Ахенаби снова кивнул.
– Яма Теби. Это хорошая идея, и ты отлично все продумал, алтарник Саомеджи. Я тобой доволен.
Он подозвал несколько своих Певцов и приказал им отнести носилки с Мако в его фургон.
– И выкопайте яму, – сказал он. – Она должна быть шириной в рост командира и такой же глубокой.
Теперь, когда Ахенаби отвлекся на что-то другое, Ярнульф почувствовал огромное облегчение, но не мог не испытать разочарования из-за Мако. Он бы с радостью убил командира множество раз, но видел, какую ужасную боль ему причиняет драконья кровь, а если Яма Теби будет еще хуже, тогда Ярнульф не был уверен, что он хотел бы такой судьбы даже для своих злейших врагов.
Всю ночь до него доносились странные звуки из фургона Ахенаби, стоны, визг и даже хриплое кваканье, которое вполне могли издавать гигантские лягушки. Один раз он услышал отчаянный плач, похожий на вой горного ветра, хотя царило полное безветрие; позднее ему показалось, будто темноту у него над головой наполнил шорох кожистых крыльев.

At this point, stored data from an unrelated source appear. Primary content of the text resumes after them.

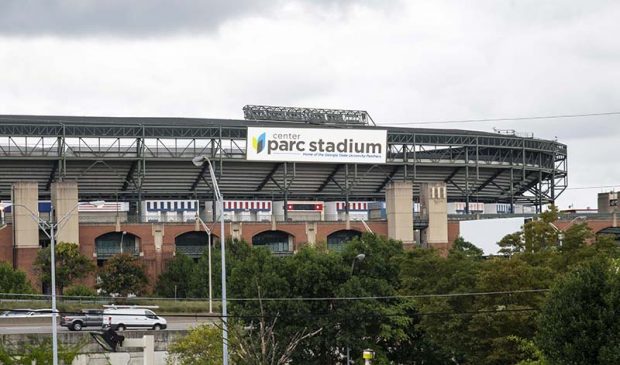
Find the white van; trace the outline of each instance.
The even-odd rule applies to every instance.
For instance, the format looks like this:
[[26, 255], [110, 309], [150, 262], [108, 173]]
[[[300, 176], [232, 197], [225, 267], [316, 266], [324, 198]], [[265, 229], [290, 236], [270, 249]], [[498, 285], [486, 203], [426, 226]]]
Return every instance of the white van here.
[[103, 327], [112, 327], [117, 331], [127, 328], [162, 330], [168, 327], [166, 319], [152, 310], [135, 306], [113, 306], [103, 310]]

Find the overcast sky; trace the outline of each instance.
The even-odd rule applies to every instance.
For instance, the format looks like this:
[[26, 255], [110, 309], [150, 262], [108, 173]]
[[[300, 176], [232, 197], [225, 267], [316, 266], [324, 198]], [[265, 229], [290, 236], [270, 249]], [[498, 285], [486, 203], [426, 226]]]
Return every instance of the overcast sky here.
[[[620, 2], [3, 0], [0, 114], [242, 118], [245, 104], [379, 124], [620, 111]], [[558, 138], [574, 190], [620, 189], [620, 115], [411, 126]]]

«И если я переживу этот ужас, то лишь для того, чтобы встретить собственную смерть, – думал он, и все вдруг показалось ему холодным и бессмысленным, точно пустой свет далеких звезд. – И все же моя жертва, с божьей помощью, не станет напрасной. – Он начал молиться. – Пожалуйста, Господь, сделай так, чтобы моя смерть принесла добро моему народу. Пожалуйста, позволь моей смерти стать тем, чем никогда не была жизнь».
Из-за того, что он не мог спать – не осмеливался, – Ярнульф подполз поближе к тому месту, где прислужники Ахенаби приковали гиганта. Ярнульф видел, как блестят глаза Го Гэм Гара, очевидно, и он не спал.

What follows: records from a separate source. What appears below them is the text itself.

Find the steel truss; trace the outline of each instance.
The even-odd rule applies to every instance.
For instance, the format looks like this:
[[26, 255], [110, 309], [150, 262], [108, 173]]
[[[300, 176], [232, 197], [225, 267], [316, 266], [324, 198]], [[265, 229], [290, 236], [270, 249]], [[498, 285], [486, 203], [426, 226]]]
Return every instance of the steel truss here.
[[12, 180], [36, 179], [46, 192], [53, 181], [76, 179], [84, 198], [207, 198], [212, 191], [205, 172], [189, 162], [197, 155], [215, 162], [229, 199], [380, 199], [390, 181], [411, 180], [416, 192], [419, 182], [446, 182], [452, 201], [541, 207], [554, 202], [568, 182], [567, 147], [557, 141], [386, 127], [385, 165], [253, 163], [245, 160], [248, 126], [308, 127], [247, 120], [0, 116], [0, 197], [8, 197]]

– Ты ведь не пытаешься сбежать от хикеда’я, – прогрохотал гигант. – Помни, ты должен мне два одолжения, однажды я скрыл твое отсутствие, а потом никому не рассказал о том, что ты сделал, когда нас окружили смертные на горе.
– Я не собираюсь сбежать, – прошептал Ярнульф. – И ничего не забываю. Я выполню свое слово.